Didier Raoult, a French infectious-disease expert, known to be a leader among those supporting the use of the antimalarial drug, hydroxycholoroquine, has argued online for its wider use ahead of waiting for lengthy clinical trials, according to the Wall Street Journal. (RELATED: Trump Says He Has Stopped Taking Hydroxychloroquine)
“Some people have gone crazy with methodology,” he said, according to the Wall Street Journal. “Our objective as doctors is to make people better.”
Dr. Raoult also indicated in an interview with U.S. Dr. Mehmet Oz that in one of his trials that treated over 1,000 patients 92% were cured completely.
As patients began lining up outside Dr. Raoult’s hospital hoping to access the treatment, French President Emmanuel Macron met with him in April to mark interest in what the doctor was professing, according to Politico.
A company in the U.K., Benevolent AI, was able to use its artificial intelligence system to identify, in record time, approved drugs that might help with coronavirus infections, the New York Times reported.
The drug, Baricitinib, is designed to treat rheumatoid arthritis and has begun to be tested in patients hospitalized with the coronavirus by the National Institutes of Health (NIH), according to the New York Times.

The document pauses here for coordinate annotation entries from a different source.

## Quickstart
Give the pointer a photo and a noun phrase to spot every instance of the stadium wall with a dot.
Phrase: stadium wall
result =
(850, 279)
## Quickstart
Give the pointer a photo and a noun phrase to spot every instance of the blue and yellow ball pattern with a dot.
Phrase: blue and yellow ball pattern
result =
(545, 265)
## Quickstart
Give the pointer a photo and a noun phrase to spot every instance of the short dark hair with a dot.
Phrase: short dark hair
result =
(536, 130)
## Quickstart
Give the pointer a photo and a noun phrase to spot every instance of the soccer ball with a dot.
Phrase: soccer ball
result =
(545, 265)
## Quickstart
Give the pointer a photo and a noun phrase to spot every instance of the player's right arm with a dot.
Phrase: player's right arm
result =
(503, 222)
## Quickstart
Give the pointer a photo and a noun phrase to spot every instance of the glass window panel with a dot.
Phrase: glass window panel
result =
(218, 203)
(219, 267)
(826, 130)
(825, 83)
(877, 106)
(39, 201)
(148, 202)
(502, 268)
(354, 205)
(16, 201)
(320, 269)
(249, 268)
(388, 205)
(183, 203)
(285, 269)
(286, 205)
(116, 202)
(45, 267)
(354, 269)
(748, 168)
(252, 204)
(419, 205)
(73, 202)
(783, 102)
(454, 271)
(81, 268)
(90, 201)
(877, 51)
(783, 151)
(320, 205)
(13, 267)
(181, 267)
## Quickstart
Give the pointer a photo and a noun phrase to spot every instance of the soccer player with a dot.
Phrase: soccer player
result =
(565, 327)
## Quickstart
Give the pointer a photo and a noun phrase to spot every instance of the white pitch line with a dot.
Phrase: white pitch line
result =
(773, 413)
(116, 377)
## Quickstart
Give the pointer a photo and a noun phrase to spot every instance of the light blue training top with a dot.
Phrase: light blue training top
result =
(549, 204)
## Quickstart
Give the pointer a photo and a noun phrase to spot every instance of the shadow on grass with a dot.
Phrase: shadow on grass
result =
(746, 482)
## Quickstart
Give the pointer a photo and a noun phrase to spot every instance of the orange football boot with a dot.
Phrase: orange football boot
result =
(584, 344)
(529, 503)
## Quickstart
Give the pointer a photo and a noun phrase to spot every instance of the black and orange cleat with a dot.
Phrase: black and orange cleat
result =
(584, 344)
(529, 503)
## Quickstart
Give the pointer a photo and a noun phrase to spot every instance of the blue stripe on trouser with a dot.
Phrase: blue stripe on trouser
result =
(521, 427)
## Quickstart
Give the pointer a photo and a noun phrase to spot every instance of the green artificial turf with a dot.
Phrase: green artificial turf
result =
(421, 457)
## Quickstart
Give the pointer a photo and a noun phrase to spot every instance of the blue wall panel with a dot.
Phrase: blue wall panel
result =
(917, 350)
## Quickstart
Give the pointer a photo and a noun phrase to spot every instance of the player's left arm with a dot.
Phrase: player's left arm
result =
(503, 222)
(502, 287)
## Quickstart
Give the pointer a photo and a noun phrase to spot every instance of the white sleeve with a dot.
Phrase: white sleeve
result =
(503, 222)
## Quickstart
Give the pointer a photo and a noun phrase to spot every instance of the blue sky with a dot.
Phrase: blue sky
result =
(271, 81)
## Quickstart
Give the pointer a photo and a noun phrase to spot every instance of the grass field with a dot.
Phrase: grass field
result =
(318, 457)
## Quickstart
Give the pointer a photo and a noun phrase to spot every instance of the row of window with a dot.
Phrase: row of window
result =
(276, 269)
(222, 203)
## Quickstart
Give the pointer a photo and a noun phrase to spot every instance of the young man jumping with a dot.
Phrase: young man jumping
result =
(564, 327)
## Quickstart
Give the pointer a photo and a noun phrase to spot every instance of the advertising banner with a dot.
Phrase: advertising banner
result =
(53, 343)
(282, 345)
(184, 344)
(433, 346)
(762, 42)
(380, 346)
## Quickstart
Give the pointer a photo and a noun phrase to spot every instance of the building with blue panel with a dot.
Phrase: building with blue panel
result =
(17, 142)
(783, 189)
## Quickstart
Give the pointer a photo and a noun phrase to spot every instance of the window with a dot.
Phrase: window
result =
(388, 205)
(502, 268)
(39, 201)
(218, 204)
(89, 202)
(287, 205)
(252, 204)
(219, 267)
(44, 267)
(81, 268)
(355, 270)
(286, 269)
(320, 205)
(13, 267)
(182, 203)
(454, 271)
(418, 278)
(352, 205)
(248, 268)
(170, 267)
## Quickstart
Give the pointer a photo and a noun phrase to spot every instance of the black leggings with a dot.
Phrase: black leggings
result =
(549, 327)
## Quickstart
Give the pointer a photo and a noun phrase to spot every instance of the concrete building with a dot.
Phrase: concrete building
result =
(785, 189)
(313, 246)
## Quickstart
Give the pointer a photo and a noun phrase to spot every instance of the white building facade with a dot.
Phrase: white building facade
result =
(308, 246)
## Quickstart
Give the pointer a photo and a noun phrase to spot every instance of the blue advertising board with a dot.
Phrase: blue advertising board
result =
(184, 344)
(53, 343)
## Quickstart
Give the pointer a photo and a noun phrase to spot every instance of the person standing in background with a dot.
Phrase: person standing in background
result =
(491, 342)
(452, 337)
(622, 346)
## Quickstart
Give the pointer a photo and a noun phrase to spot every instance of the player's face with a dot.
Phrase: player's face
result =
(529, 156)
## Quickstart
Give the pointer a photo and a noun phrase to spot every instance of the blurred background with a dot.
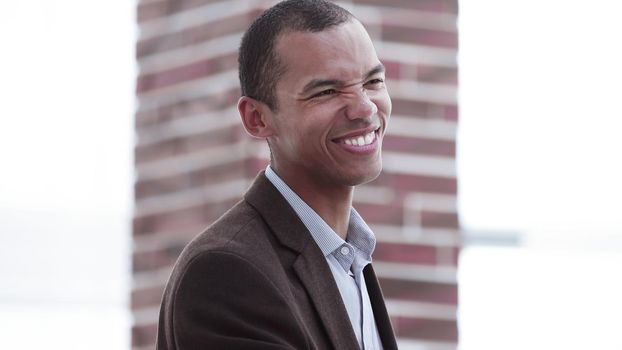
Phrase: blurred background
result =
(497, 214)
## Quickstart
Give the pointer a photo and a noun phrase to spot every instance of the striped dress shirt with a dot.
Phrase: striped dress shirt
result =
(346, 260)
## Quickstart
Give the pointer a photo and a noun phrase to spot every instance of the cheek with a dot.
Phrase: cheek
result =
(383, 101)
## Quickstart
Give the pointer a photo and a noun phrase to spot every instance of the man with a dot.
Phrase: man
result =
(289, 266)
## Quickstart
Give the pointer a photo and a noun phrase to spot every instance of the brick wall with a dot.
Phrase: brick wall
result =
(193, 159)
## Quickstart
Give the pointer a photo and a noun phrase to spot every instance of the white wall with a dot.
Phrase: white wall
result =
(540, 152)
(66, 117)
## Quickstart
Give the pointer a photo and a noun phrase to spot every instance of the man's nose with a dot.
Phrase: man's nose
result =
(360, 106)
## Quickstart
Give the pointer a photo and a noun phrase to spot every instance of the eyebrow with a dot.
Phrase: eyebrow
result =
(316, 83)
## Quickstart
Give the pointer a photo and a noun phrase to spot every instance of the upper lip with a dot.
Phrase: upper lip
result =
(359, 132)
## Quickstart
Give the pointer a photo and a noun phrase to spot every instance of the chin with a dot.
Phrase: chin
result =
(364, 177)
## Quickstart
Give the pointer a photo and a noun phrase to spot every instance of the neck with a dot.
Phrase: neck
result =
(331, 203)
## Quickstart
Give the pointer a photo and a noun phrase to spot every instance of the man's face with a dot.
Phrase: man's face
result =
(333, 107)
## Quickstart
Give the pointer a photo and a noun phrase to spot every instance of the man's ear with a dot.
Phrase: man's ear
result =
(255, 117)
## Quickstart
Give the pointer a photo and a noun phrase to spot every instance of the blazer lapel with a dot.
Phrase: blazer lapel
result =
(381, 316)
(313, 271)
(310, 265)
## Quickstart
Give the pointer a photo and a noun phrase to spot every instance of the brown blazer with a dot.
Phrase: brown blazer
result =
(256, 279)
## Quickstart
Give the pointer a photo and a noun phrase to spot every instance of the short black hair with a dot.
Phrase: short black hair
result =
(259, 65)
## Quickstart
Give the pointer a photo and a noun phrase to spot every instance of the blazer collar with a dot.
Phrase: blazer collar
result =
(310, 265)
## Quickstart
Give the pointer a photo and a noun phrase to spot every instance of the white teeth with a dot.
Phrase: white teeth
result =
(361, 140)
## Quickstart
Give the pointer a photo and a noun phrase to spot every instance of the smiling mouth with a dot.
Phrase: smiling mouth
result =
(361, 140)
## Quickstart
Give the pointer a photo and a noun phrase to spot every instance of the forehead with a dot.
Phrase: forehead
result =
(343, 52)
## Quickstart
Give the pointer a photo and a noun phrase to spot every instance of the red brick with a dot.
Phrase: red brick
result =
(425, 328)
(405, 253)
(191, 143)
(182, 219)
(419, 36)
(184, 107)
(195, 179)
(156, 9)
(431, 219)
(192, 36)
(157, 258)
(433, 292)
(446, 6)
(417, 183)
(146, 297)
(419, 145)
(188, 72)
(425, 109)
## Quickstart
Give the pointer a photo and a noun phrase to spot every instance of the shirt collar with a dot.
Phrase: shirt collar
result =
(360, 242)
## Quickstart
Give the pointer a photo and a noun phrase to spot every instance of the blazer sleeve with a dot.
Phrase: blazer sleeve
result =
(223, 301)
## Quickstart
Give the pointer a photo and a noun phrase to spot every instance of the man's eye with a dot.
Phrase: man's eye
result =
(375, 81)
(325, 93)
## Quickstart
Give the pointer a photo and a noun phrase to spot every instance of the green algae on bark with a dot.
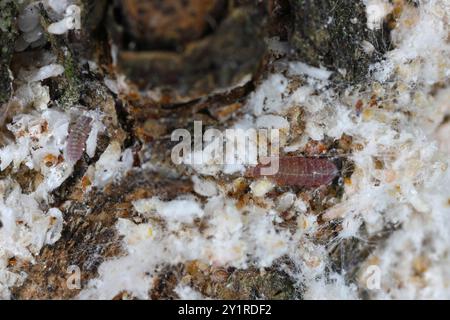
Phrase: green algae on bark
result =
(8, 35)
(331, 33)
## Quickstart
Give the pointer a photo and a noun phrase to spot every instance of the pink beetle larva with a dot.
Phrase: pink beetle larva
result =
(78, 134)
(301, 172)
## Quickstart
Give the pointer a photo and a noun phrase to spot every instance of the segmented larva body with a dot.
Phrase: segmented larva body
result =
(78, 134)
(300, 171)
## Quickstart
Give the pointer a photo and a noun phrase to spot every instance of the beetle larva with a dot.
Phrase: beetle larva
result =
(300, 171)
(78, 135)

Other treatments being researched by the NIH include anti-clotting agents, as well as convalescent plasma therapies meant to boost an individual’s ability to recover from the coronavirus, and which has been used successfully to treat other respiratory viruses.
“Doctors are trying desperately to do something — anything, said Dr. Arturo Casadevall of Johns Hopkins University, according to the New York Post. “But everything they’re doing with antiviral drugs is experimental.”
While the U.S. Food and Drug Administration does not recommend the use of any of these drugs to treat COVID-19 infections, in recent weeks it has approved some of them via an Emergency Use Authorization.